Karl Marx (1818-1883) was primarily a theorist and historian (less the evil pinko commie demon that McCarthyism fretted about). After examining social organization in a scientific way (thereby creating a methodology for social science: political science), he perceived human history to have consisted of a series of struggles between classes--between the oppressed and the oppressing. Whereas Freud saw "sexual energy" to be the motivating factor behind human endeavor and Nabokov seemed to feel artistic impulse was the real factor, Marx thought that "historical materialism" was the ultimate driving force, a notion involving the distribution of resources, gain, production, and such matters.

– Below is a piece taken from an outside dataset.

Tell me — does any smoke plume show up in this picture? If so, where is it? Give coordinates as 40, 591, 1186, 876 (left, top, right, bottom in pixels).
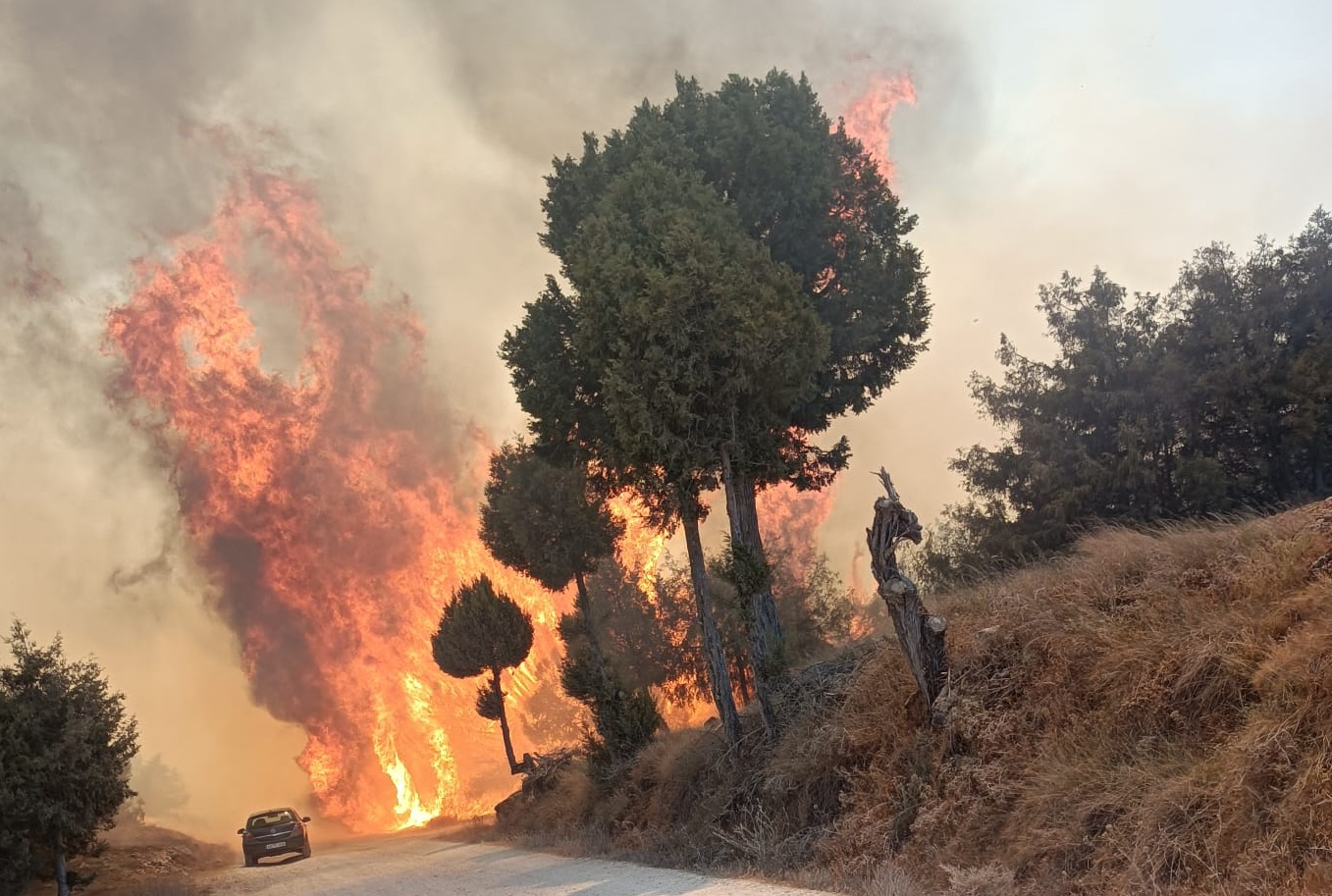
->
0, 0, 974, 836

The supposedly "natural" political evolution involved (and would in the future involve) "feudalism" leading to "bourgeois capitalism" leading to "socialism" and finally to "utopian communism." In bourgeois capitalism, the privileged bourgeoisie rely on the proletariat--the labor force responsible for survival. Marx theorized that when profits are not reinvested in the workers but in creating more factories, the workers will grow poorer and poorer until no short-term patching is possible or successful. At a crisis point, revolt will lead to a restructuring of the system.

For a political system to be considered communist, the underclasses must own the means of production--not the government nor the police force. Therefore, aside from certain first-century Christian communities and other temporary communes, communism has not yet really existed. (The Soviet Union was actually state-run capitalism.)

Marx is known also for saying that "Religion is the opiate of the people," so he was somewhat aware of the problem that Lenin later dwelt on. Lenin was convinced that workers remain largely unaware of their own oppression since they are convinced by the state to be selfless. One might point to many "opiates of the people" under most political systems--diversions that prevent real consideration of trying to change unjust economic conditions.

Marxist Criticism

According to Marxists, and to other scholars in fact, literature reflects those social institutions out of which it emerges and is itself a social institution with a particular ideological function. Literature reflects class struggle and materialism: think how often the quest for wealth traditionally defines characters. So Marxists generally view literature "not as works created in accordance with timeless artistic criteria, but as 'products' of the economic and ideological determinants specific to that era" (Abrams 149). Literature reflects an author's own class or analysis of class relations, however piercing or shallow that analysis may be.

The Marxist critic simply is a careful reader or viewer who keeps in mind issues of power and money, and any of the following kinds of questions:

Ø  What role does class play in the work; what is the author's analysis of class relations?

Ø  How do characters overcome oppression?

Ø  In what ways does the work serve as propaganda for the status quo; or does it try to undermine it?

Ø  What does the work say about oppression; or are social conflicts ignored or blamed elsewhere?

Ø  Does the work propose some form of utopian vision as a solution to the problems encountered in the work?